Kramnik: You know, first of all blitz – it’s just a pleasure. It’s a very interesting game. Of course, those who played in this tournament, well, for them it’ll probably be a little harder, because, after all, there’s a kind of accumulated fatigue, and blitz, it’s true, requires concentration, requires, in general, a certain energy . But today the World Blitz Championship starts, right after the Tal Memorial. And, of course, it won’t be easy. But above all for me blitz is just a great pleasure, especially when you play the strongest chess players in the world. It’s a very interesting game. I know that all the leading chess players play blitz with great enthusiasm. But blitz is a game where your control over the situation is much lower than in classical chess, so a lot depends on how you slept, again, how much energy you have that day, how your head’s working – a lot depends on that. Therefore blitz is a very unpredictable game, and that makes predictions impossible. The only thing I’m absolutely sure of is that all the participants and spectators will enjoy the games. But then last year I was very close to winning the tournament. It was only at the end that I let it slip, taking 2nd place. I’ll try, but, of course, the field’s unusually strong this year. That is, it’s not just the strongest chess players, but also blitz players, so it’s absolutely impossible to predict the result. Come along and support us. Many Russians are also playing, including Anatoly Karpov and the world champion Kosteniuk. So it’ll be a struggle and I’m hoping for a good result.
N. KALUGIN: Just time for one more question: is blitz a good training for brain boxes [literally superbrains – they’d joked early about the (false) image of chess players]?
Kramnik: No, no. Blitz is more relaxation, I’d say.
M. Glukhovsky: Training for the hand. (everyone laughs)
Kramnik: Yes, training for the hand, yes.
Kramnik made his position a little clearer in this interview he gave to Vasiliev at Sport Express:
– What are your plans for the second part of the Memorial – the World Blitz Championship?
– I love blitz and when I’m fresh I don’t play it badly at all. Last year I nearly won the blitz tournament. But this year the classical tournament took too much energy. There were a great number of tough, nerve-racking games, and the question is whether I can recover in time. We’ll see how it goes. But with all respect to the outstanding blitz players who’ve gathered here this year I came here principally for the classical part of the Memorial. And the blitz – it’s more of a show, some entertainment, and for me it’s just a supplement to the main part of the Tal Memorial.

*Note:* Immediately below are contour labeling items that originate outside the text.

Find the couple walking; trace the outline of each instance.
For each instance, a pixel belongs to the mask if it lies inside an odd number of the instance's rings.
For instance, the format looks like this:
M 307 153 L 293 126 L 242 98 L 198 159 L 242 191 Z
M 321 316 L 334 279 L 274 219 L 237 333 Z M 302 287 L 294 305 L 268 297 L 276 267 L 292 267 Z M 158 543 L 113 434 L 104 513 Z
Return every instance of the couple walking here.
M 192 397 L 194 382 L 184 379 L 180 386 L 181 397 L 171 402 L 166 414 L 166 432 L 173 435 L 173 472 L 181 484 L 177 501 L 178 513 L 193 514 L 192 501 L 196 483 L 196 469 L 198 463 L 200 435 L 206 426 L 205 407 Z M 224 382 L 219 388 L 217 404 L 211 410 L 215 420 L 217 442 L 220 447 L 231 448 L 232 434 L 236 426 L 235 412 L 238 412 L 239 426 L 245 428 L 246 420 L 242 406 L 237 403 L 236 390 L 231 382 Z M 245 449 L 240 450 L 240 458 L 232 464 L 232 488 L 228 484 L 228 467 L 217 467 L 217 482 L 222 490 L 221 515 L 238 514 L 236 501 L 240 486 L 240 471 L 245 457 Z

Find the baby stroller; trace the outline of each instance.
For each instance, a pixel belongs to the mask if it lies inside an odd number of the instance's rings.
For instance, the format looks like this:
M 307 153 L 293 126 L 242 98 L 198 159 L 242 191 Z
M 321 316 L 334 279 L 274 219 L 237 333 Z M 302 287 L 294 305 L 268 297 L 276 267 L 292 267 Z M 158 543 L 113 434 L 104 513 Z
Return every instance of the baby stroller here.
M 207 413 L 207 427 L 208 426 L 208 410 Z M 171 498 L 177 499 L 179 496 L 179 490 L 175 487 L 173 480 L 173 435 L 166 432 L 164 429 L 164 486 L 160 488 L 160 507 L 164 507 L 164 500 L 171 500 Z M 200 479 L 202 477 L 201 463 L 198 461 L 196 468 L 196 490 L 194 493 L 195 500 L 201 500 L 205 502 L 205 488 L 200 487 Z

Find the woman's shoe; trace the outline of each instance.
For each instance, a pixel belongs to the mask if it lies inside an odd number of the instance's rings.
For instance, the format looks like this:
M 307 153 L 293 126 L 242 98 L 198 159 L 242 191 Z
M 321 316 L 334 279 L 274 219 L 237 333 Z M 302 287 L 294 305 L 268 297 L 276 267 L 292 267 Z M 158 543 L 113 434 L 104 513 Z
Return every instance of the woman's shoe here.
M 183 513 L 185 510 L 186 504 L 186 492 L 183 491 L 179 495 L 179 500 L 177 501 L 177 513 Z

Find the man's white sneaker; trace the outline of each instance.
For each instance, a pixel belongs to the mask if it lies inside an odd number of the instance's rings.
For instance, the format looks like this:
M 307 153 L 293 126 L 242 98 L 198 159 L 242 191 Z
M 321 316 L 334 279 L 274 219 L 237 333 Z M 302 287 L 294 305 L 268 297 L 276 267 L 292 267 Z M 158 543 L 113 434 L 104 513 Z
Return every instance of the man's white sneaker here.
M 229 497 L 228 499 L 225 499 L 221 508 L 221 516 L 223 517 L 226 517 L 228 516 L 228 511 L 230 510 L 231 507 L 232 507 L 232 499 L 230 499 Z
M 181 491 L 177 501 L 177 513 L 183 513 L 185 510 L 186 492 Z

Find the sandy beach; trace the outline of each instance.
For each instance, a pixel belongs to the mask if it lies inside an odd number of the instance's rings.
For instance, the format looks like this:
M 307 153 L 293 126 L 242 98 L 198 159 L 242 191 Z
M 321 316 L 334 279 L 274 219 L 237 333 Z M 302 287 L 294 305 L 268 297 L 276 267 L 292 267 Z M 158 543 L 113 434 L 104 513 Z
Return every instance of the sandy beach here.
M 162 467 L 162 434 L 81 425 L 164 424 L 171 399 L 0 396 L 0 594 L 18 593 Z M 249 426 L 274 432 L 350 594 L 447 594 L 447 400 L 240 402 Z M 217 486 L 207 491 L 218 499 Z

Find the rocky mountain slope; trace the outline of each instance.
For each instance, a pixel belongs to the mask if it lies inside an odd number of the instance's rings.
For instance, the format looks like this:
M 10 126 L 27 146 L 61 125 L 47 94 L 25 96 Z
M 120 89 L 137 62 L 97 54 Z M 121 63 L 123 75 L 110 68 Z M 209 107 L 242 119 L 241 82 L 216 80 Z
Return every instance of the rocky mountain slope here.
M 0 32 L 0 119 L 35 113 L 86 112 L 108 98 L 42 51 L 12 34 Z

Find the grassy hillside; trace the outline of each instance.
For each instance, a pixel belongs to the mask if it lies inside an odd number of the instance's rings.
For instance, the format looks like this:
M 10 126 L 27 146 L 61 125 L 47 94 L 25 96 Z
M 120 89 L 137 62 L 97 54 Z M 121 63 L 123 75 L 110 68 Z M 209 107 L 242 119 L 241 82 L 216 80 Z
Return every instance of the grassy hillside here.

In the same interview Vasiliev suggests that Kramnik’s 100% guaranteed to get into the candidates tournament given his lead in the ratings – which Kramnik corrects to 99%, mentioning an idiom which is the equivalent of “don’t count your chickens…”. On the Carlsen-Kasparov cooperation he says that maybe with similar help he’d have won the title earlier, and maybe Carlsen can win it at 23 instead of 27, though nothing’s guaranteed. One odd point is that Kramnik says he still hasn’t been able to get a visa to travel to London, but presumably they’ll sort that out in the next two weeks!
The final question was on the absence of Topalov and the Grand Slam series of events:
– If the Tal Memorial was part of the “Grand Slam” system you, as the winner, would automatically be invited to the final “Masters” tournament in Bilbao and there, more likely than not, you’d meet Topalov. What do you think of that prospect?
– If the Tal Memorial organisers decide they need it, then why shouldn’t they join? But it seems to me that the Moscow super tournament is already one of the most prestigious tournaments in the world, in terms of strength, organisation and financial support. Which you can’t say about the final tournament of the “Grand Slam”: the “Masters” in Bilbao this year was cut down to four players and looked like a parody of a super tournament. Besides, the whole organisation of the “Grand Slam”, it seems to me, is under the influence of Mr Danailov, and subsequently they invite “their own”. Who plays, who doesn’t play, it’s not completely objective. If they want to perform the role of a real “Grand Slam” then politics and personal bias should be set aside in favour of objective criteria. For the time being I’m sceptical about the “Grand Slam”.